(By Richard Holway) Earlier this week I had a call from Richard Christou. I’ve known Richard for around 10 years since he joined ICL. Older readers will remember that ICT was the main computer torchbearer for the UK since the 1960s. In the late 1980s, it had realised that it was unlikely to survive as UK hardware manufacturer and had moved into software and services. In 1990 ICL was bought by Fujitsu for c$1.3b. But it had then moved into its most difficult period. Firstly under the leadership of Peter Bonfield and then under Keith Todd whose ambitions to IPO ICL distracted management from their main task. It was not a good period in the history of a fine company.
That’s why when, in 2000, I went for a meeting with Richard Christou on the day of his appointment as CEO (he had been CFO before) we immediately ‘hit it off’. Richard said to me “We must accept that we are a subsidiary of Fujitsu and that’s how we are going to manage this business from now on. No more IPO distractions”. On top of that he rightly said that, from now, on ICL was going to concentrate on profitable business – even if that meant closing down or selling divisions.
It’s also worthwhile saying that when Richard was appointed as CEO, ICL had pretty much given up any hope of ever returning as a mainstream UK Government contractor. A series of high profile IT ‘disasters’ coupled with a strong EDS, that thought it owned all public sector IT, meant its standing was at a low point.
Since 2000, Richard has faced reality and ICL, renamed Fujitsu Services in 2002, has gone from strength to strength. Indeed, Fujitsu Services is now the #3 ranked supplier of SITS to the UK market and the #2 supplier of IT Services to the UK Public Sector with billings of over £1.1b in 2007 (although growth has slowed in the last year). Richard took on the role of chairman when David Courtley became CEO of Fujitsu Services.
I have to admit that I thought that Richard would continue to ease himself aware from direct executive responsibility. Afterall he has plenty of other interests; not least writing a series of books on Commercial Law etc.
So I was actually a bit surprised in 2007 when Richard told me he was thinking of accepting an offer from Fujitsu to take on all of their operations in Europe – a much wider brief than ‘just’ Fujitsu Services.
Now that brief has been extended still further as Richard has recently been appointed Corporate First Senior Vice President with overall management responsibility for Fujitsu's global business outside of Japan, heading up Fujitsu's new Global Business Group. Richard's remit encompasses the various Fujitsu companies throughout the world, including Fujitsu Telecommunications Europe. He holds the post of either Chairman or Board member to all of Fujitsu’s businesses in Europe.

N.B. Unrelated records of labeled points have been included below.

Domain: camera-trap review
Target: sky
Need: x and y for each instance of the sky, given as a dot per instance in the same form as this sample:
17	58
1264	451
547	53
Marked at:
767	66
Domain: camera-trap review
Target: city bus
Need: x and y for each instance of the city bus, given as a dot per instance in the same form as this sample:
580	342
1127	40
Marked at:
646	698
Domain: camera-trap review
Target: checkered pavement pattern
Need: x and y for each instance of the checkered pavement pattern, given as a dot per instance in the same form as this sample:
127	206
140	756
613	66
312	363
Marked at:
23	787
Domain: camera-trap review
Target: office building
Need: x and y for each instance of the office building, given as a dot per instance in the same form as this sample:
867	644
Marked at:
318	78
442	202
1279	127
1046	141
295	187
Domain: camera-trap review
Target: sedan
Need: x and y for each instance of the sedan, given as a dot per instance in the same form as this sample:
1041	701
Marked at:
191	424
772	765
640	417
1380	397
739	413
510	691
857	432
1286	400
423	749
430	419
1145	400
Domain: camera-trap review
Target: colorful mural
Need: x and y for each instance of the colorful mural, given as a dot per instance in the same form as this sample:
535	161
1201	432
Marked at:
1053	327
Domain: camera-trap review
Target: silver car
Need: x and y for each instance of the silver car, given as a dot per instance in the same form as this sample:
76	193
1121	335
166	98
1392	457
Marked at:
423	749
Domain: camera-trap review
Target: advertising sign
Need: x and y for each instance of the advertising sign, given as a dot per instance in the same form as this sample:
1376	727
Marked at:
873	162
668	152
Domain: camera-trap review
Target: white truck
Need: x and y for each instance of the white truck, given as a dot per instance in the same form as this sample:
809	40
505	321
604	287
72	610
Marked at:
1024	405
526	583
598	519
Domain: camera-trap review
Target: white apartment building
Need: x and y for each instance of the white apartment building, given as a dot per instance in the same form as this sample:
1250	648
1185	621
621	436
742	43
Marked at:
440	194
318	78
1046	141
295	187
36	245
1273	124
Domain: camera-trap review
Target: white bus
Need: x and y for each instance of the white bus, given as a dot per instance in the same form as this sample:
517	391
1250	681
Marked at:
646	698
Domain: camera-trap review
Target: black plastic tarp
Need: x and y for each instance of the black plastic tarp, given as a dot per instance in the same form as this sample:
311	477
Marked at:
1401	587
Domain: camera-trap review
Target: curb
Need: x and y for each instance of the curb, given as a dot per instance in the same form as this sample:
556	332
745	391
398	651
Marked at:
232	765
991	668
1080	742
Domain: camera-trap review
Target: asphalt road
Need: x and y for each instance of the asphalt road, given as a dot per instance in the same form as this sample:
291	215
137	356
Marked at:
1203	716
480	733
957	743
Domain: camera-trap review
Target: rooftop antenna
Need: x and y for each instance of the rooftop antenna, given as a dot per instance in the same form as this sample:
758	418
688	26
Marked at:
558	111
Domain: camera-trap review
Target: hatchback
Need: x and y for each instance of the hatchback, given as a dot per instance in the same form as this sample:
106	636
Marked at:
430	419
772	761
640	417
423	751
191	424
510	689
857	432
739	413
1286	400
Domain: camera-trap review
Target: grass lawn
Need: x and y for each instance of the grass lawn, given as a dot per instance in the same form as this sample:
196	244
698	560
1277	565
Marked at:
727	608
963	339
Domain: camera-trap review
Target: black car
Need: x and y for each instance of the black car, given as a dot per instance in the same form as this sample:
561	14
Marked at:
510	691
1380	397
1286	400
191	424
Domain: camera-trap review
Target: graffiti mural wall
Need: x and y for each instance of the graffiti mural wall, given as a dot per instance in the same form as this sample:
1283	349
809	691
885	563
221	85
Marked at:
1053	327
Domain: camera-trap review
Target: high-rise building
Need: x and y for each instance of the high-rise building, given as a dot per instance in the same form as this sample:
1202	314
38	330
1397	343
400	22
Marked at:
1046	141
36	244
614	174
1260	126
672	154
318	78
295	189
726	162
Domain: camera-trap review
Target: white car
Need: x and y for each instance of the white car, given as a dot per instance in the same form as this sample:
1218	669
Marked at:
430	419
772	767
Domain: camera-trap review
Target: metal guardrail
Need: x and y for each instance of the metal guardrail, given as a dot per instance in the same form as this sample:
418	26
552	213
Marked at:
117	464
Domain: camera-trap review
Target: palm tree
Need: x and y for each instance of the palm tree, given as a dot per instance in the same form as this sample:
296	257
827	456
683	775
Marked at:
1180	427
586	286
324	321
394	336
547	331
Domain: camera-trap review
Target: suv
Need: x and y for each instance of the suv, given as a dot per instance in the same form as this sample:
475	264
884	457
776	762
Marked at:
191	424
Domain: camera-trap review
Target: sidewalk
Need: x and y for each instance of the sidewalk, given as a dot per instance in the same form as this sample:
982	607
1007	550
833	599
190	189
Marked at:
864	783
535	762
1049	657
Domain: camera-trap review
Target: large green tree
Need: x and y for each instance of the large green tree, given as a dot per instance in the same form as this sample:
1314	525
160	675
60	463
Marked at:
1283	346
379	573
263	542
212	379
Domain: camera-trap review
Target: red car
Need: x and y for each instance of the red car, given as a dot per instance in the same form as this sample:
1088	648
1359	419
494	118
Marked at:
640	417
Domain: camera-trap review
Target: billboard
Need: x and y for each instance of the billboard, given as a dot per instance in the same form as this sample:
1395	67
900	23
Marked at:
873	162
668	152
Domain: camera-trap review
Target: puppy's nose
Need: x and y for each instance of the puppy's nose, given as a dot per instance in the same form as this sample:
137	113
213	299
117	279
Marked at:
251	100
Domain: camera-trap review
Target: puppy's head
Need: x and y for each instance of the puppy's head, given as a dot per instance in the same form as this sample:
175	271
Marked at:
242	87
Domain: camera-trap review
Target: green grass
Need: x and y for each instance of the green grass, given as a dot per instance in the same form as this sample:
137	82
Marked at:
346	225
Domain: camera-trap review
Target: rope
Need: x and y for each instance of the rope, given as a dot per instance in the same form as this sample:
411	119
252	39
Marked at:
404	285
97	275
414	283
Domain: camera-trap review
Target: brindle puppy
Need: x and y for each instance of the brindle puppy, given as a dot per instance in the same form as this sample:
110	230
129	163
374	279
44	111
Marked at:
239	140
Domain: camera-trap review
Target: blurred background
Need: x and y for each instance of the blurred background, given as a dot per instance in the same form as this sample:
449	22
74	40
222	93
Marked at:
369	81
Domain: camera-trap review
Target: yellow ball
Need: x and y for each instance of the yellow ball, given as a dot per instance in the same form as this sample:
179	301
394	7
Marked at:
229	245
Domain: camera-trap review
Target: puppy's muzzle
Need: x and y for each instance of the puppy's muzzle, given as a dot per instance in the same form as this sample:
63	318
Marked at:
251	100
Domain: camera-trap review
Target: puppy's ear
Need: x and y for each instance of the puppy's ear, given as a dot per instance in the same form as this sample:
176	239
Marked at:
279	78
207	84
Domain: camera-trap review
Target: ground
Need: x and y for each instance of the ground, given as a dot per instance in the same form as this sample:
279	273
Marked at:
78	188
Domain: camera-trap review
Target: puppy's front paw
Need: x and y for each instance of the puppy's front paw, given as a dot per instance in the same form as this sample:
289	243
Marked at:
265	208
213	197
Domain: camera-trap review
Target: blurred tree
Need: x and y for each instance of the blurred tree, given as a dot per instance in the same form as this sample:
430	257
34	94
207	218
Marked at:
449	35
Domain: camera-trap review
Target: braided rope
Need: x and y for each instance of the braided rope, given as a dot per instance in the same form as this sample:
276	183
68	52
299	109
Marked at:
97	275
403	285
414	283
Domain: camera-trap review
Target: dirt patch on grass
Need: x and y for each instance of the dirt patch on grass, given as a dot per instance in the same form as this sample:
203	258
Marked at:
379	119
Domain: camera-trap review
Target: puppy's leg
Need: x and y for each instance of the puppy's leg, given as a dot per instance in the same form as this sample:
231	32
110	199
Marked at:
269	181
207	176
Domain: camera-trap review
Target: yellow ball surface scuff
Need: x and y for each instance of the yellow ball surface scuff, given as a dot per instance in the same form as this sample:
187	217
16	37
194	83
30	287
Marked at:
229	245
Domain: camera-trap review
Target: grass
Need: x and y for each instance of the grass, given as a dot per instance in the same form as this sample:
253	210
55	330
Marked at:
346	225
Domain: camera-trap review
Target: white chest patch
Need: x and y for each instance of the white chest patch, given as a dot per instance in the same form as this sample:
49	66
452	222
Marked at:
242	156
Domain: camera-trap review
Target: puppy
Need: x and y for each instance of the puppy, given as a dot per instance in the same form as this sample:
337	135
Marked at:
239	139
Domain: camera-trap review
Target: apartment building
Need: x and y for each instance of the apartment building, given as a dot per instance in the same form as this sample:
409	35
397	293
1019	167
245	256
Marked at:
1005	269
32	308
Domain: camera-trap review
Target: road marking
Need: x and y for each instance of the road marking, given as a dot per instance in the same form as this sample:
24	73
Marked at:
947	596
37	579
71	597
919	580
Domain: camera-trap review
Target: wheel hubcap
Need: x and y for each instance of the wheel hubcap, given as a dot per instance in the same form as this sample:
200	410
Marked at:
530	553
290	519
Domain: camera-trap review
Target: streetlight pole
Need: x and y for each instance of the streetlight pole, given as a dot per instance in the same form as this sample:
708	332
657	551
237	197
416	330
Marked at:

It’s a mighty big job – 60,000 people and upwards of Euro18b revenues.
The significance of this appointment for a ‘Brit’ is brought home if you visit Fujitsu’s website list of Fujitsu Corporate Executive Offices . There are 60 or more names and (as far as I can determine) they are ALL Japanese EXCEPT Richard.
It is still both rare and newsworthy for UK executives to take on the top roles at international companies. Look at all the fuss that was made when Howard Stringer was made CEO of Sony in 2005. As far as I can determine there has not only been no ‘fuss’ made of Richard’s appointment but a trawl of Google News finds hardly a mention!
But that is a measure of Richard Christou who would, I suspect, be quite happy to be described as a “quiet man”. Quiet maybe – extremely effective and capable would be just as appropriate.